O pacote fiscal do governo federal, destinado a conter despesas e melhorar a sustentabilidade da dívida pública, trouxe reações imediatas do mercado e levantou dúvidas sobre os impactos diretos na população. Em entrevista à Rádio Manchester/DM Anápolis, o economista Marcelo Moreira, professor e coordenador do núcleo de pesquisas econômicas da Universidade Estadual de Goiás (UEG), avaliou o cenário e os desafios que as propostas apresentam.
“O pacote vem com a proposta e o objetivo principal de reparação e contenção, e dar um contorno mais eficiente à sustentabilidade da dívida pública, a dívida/PIB. Tem crescido a expectativa de que ela aumente.
O governo Lula entrou com o pacote com a dívida/PIB na casa dos 68%, e ela pode chegar a 72% ou até 80%. É uma tentativa de reduzir o déficit primário, estabilizar o comportamento dessa relação e reduzir também a pressão do mercado financeiro sobre as contas públicas”, explicou. Desde o anúncio, o dólar atingiu recordes históricos, reflexo de um mercado em alerta.

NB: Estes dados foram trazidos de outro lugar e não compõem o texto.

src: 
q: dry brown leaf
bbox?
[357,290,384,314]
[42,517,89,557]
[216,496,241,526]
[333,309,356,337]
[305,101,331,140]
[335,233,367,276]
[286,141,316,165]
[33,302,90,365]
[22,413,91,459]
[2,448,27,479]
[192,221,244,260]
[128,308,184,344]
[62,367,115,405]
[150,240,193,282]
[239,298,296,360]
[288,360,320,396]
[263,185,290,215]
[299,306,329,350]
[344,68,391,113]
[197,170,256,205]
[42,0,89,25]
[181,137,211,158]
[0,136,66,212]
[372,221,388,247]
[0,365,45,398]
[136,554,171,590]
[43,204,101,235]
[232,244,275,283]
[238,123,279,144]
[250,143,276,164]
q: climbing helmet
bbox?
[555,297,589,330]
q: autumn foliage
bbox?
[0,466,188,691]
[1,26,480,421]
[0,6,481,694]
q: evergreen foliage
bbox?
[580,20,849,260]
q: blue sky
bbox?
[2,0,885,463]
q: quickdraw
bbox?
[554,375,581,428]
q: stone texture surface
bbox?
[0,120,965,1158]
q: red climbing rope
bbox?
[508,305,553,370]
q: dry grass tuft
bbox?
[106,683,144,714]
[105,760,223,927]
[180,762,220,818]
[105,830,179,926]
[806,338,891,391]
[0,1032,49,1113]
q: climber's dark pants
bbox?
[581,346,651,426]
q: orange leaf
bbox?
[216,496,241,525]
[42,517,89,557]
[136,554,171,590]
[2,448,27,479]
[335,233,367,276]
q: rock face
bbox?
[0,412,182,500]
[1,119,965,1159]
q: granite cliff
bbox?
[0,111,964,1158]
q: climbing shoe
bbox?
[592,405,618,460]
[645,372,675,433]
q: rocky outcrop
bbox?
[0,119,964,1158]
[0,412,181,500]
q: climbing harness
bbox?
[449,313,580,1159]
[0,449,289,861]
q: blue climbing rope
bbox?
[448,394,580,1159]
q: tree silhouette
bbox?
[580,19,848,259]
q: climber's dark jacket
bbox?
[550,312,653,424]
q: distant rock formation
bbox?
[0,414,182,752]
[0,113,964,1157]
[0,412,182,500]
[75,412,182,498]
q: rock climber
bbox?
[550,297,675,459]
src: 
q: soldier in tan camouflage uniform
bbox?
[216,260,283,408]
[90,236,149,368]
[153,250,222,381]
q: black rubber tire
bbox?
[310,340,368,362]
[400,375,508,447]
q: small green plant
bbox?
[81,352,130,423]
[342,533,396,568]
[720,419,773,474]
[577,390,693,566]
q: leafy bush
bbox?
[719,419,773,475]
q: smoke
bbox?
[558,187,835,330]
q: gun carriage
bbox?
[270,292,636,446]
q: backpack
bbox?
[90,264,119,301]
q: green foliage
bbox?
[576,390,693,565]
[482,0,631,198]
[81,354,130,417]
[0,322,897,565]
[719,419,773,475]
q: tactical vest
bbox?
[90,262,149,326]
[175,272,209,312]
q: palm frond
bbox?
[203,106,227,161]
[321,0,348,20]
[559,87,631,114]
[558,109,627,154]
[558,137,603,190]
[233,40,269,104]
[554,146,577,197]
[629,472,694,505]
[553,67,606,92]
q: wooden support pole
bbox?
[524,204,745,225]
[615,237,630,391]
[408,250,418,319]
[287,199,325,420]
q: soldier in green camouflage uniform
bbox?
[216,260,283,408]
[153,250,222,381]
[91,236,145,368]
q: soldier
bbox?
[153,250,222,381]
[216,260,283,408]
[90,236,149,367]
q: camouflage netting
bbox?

Para Moreira, a reação foi consequência de uma “tempestade perfeita”.
“O dólar, dependendo do grupo que faz a variação frente a outras moedas, teve o real como a sétima moeda mais desvalorizada até novembro. Depois do anúncio do pacote, o real passou a ser a segunda mais desvalorizada no período. Isso tem a ver com as expectativas sobre o pacote. Ele não veio completo, ao menos como o mercado esperava, e ainda houve o anúncio paralelo da mudança no imposto de renda, que acabou estabilizando um pouco a confiança, mas não evitou a turbulência”, explicou.
TAXAÇÃO
Uma novidade no pacote é a taxação de rendimentos elevados, medida que havia sido sinalizada na reforma tributária. Moreira destacou que essa proposta representa um avanço para a taxação de renda e patrimônio.
“O governo está cumprindo aquilo que já estava no texto da reforma tributária, na parte que trata do consumo. Agora apresenta medidas para a taxação sobre renda e patrimônio. Existe um teto constitucional, hoje fixado em R$ 44.008, e muitos rendimentos ultrapassam esse limite. O que o governo está propondo é ajustar esses casos para respeitar o que prevê a Constituição”, detalhou o economista.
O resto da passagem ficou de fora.